The problem, I guess was that it just felt too one-sided to me. Okay, Sylvester's snobby and indifferent to people he doesn't care about so it's good for him to get smacked in the face with his flaws. Either from the mouth of the originally (to me) likable heroine or from her pen as the anonymous author of a trashy novel that casts him as the villain.

Unfortunately, for all his indifference, Sylvester wound up being the character who seemed to feel the most things, and while people criticized him for being cold they also criticized him whenever he openly felt something. Basically I spent a lot of the book sure that it would eventually be satisfying, because after many pages of Sylvester having to face his own flaws surely Phoebe would get her own slap in the face awakening, if only in a short scene. But no, Phoebe was just adorable and her personality was all the best for Sylvester as long as she had the patience to deal with him.

I think the turning point for me was the scene at a ball where Phoebe sees Sylvester for the first time after he's read her novel, knowing that she wrote it. Rather than openly cutting her (and letting everyone know that she was indeed the author) he dances with her, telling her off through a pleasant smile, and promising to keep her secret. But Phoebe can only dish it out and not take it, so Sylvester's just rude for showing actual feelings in response to her book. When she runs off and blows her own cover it's really Sylvester's fault. (No one ever suggests that writing a novel full of caricatures anonymously could also be showing indifference, or be mean, or cowardly.)
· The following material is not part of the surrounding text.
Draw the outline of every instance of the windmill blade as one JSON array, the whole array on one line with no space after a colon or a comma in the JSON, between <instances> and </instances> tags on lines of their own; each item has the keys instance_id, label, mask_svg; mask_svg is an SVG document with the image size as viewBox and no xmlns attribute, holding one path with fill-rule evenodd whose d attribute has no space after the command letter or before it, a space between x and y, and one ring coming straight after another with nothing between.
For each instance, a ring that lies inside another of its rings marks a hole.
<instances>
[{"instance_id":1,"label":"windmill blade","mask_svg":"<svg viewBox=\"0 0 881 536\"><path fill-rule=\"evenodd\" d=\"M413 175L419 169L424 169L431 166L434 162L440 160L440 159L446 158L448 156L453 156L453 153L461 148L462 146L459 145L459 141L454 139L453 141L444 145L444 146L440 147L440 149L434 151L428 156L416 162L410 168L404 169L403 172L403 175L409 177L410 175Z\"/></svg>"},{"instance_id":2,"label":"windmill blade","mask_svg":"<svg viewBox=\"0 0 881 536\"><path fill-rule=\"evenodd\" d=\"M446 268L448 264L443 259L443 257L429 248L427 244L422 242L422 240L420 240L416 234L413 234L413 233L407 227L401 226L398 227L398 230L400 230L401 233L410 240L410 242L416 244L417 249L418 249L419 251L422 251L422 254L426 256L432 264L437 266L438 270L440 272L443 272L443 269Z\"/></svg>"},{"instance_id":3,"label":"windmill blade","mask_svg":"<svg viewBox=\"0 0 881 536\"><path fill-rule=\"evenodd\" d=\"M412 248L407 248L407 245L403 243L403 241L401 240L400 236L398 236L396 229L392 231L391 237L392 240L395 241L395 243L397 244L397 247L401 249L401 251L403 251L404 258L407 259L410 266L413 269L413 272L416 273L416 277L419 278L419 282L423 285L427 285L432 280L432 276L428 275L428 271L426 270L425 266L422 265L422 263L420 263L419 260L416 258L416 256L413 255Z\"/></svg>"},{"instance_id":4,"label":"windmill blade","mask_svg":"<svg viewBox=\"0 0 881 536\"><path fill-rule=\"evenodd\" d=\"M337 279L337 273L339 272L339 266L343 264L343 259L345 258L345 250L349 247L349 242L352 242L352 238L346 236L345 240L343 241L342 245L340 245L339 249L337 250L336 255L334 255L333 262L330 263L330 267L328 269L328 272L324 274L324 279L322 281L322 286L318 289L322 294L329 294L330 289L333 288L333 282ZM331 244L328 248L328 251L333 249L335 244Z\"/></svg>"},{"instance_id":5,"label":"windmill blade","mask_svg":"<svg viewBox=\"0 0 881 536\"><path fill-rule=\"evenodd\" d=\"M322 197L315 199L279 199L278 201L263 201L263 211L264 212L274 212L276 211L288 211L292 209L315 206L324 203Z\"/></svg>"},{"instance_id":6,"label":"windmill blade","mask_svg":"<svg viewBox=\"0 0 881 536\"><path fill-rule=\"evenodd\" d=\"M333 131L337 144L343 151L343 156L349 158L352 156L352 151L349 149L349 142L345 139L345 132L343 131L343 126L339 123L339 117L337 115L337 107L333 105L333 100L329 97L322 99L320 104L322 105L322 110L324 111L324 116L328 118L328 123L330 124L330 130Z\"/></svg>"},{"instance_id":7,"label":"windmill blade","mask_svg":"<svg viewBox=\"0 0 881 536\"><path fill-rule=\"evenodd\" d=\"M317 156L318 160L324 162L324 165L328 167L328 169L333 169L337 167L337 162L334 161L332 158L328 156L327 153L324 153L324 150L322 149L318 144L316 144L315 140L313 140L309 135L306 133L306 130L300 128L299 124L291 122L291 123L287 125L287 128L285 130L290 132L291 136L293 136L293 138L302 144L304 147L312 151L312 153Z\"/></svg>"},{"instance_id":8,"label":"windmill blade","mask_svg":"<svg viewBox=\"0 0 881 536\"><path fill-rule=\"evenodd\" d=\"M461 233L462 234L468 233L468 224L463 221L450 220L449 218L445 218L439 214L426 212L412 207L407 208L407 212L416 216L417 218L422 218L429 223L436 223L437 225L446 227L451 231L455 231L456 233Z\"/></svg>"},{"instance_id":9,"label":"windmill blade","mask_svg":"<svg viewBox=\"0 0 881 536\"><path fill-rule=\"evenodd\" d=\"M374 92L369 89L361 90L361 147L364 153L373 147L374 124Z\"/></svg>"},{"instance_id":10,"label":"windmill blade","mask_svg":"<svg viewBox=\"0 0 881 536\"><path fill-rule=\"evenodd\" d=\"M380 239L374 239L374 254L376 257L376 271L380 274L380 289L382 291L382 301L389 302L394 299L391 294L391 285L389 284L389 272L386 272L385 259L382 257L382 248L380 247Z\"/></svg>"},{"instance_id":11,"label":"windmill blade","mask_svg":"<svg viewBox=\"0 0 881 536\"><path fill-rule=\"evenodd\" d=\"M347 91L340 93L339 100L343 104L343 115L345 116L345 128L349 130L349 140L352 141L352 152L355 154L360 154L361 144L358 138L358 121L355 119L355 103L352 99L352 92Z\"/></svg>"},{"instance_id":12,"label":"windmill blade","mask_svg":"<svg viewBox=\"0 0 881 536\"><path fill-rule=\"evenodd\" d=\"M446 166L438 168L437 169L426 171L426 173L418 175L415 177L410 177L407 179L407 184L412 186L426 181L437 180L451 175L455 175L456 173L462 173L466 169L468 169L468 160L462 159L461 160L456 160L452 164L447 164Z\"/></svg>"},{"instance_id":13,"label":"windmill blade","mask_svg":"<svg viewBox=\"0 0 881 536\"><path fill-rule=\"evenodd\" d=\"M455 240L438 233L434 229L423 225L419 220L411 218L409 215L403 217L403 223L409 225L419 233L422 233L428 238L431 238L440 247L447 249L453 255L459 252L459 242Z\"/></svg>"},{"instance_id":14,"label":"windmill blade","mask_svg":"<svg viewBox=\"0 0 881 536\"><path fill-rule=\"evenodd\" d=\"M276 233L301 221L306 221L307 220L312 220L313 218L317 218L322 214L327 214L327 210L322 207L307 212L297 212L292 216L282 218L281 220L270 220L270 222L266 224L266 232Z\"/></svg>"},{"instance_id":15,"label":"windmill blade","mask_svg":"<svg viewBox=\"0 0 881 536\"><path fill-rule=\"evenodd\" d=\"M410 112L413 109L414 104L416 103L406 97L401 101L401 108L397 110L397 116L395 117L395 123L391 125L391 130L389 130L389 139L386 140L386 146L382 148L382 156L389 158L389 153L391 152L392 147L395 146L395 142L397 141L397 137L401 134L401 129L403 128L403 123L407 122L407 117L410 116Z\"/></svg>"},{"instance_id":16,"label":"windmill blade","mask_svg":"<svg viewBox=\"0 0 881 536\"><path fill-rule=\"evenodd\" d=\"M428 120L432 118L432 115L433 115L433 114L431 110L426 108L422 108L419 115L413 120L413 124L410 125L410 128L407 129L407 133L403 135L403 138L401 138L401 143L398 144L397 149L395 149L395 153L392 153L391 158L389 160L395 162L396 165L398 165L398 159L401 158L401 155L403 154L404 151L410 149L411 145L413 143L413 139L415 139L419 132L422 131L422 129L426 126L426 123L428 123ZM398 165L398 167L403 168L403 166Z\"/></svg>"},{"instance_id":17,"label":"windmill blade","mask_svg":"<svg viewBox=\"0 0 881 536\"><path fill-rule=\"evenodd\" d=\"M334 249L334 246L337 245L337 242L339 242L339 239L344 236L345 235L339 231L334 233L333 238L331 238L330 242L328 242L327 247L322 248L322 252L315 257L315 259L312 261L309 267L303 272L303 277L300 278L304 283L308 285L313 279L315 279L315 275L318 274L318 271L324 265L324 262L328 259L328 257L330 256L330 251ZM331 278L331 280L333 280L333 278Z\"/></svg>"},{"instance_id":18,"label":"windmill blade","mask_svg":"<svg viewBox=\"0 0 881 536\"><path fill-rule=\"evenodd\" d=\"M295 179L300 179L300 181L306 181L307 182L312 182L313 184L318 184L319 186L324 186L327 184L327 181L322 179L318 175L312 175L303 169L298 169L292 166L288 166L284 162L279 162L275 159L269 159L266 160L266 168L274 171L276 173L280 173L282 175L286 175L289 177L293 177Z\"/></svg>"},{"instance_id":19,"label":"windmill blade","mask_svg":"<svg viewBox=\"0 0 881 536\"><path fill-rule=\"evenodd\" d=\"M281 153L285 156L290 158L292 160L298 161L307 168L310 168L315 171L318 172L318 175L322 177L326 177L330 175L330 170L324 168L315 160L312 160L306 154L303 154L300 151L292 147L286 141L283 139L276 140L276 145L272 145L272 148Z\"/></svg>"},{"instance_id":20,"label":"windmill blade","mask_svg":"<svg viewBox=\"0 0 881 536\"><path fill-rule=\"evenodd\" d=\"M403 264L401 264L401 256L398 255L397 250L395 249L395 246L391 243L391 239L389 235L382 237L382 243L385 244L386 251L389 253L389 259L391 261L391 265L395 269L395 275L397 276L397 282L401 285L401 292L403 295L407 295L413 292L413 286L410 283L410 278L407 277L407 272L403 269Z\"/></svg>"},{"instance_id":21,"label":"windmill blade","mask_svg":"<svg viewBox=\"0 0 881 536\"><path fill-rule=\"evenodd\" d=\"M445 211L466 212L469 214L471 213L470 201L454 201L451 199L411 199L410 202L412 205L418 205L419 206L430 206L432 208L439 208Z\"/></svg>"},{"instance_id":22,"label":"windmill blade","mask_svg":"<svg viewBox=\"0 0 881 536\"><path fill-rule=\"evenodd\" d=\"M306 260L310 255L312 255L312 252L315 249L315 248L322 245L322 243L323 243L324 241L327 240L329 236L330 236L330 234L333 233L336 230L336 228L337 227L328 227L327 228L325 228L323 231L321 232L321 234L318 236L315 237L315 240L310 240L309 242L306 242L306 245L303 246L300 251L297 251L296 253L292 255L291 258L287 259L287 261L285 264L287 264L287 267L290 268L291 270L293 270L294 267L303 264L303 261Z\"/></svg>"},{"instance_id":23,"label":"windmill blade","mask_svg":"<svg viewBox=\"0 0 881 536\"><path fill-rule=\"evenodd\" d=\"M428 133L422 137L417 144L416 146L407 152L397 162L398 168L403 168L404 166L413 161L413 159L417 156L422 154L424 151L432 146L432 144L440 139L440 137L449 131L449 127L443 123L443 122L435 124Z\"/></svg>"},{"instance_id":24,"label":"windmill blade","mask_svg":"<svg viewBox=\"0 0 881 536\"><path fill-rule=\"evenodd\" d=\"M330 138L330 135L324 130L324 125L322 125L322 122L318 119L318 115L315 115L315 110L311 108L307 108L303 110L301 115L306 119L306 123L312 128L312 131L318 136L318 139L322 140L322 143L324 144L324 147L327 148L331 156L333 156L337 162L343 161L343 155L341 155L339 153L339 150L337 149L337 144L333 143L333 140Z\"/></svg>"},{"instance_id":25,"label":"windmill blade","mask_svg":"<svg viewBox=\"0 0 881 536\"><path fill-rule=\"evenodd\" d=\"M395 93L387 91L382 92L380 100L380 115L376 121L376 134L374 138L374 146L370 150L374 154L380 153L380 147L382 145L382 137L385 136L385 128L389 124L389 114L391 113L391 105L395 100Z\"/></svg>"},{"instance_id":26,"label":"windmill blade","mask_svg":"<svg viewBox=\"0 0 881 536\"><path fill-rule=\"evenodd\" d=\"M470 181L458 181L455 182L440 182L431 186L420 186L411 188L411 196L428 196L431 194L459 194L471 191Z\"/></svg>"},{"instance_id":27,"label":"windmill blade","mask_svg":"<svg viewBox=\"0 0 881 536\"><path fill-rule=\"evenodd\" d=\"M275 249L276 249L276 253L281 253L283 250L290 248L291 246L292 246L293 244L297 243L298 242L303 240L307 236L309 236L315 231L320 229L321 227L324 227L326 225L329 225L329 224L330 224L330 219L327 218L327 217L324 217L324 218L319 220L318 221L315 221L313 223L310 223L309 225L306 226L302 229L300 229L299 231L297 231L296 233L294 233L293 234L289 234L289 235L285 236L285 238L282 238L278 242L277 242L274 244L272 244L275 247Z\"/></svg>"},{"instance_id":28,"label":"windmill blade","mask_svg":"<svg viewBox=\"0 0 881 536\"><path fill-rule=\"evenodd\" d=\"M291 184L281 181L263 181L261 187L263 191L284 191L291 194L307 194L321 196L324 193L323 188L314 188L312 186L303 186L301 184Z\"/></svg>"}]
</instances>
So I wound up sick of Phoebe and embarrassed for Sylvester, especially when even the revelation that the specific coldness in him that turned Phoebe off was a by-product of grief didn't make a difference. Like I said, maybe if I read the book again it would come across totally different, but as of now I just found it depressing as a love story between a flawed guy everyone joins in cutting down to size and a flawed girl everyone protects and fusses over. I know that Sylvester himself makes a remark about it, and Tom also does, but there's no scene where she actually has a moment of her own soul-searching. People have compared it to Pride and Prejudice, but it's more like P&P where Lizzie's original picture of Darcy was funny instead of a character flaw.